Seasonal menus – Creating a menu to fit your geographical needs

I don’t know about you, but when it’s cold, this frog likes to curl up and drink a nice hot tea or eat a bowl of chili or soup. I also know that this frog is a little too lazy to make chili or soup from scratch, so I’m always looking for some restaurant to fill my needs.

In Florida, it is hot for much of the year, and as such, the demand for hot, filling foods is usually low. This brings me to an interesting point. I have been to a few restaurants here in town that have seasonal menus. Seasonal, as in, “It’s December, so we’re going to make heavy soups and warm, filling foods”. Meanwhile, I am walking around outside in shorts and flip flops and would rather be eating a snow cone. 

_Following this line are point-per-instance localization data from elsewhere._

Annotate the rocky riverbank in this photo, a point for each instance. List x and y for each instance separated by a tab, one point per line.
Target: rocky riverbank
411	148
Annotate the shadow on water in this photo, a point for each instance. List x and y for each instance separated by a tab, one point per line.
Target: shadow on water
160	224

All geographical areas have different needs when it comes to implementing a menu. If you live in Iceland, your menu in July (when temps average 55-65 degrees Fahrenheit) should be quite a bit different than a menu in Orlando, FL at the same time (when the temperatures average 90-100 degrees Fahrenheit).

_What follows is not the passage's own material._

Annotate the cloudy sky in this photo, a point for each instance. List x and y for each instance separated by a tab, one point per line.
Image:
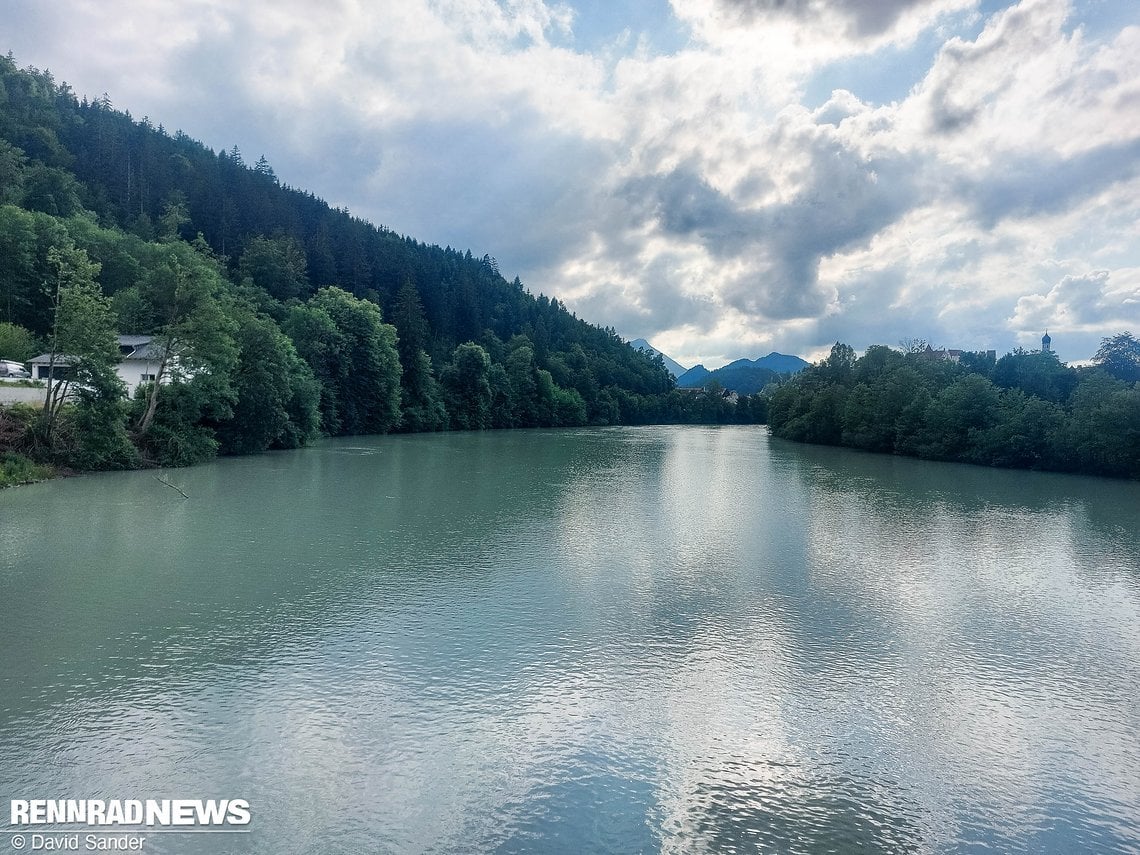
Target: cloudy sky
722	177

Now, some things have a market no matter what the weather is like (pumpkin spice latte, anyone?), and are regularly implemented on a menu during certain seasons – but this is a decision that every restaurant needs to decide for themselves. Every restaurant should decide if a seasonal menu is something they should incorporate. Is making a seasonal menu worth it? Remember, if you’re making a seasonal menu, you are probably going to be buying outside of your normal inventory.

If you have a market for these menu items, by all means keep it up, but make sure you are doing so in a way that does not impede your growth as a company!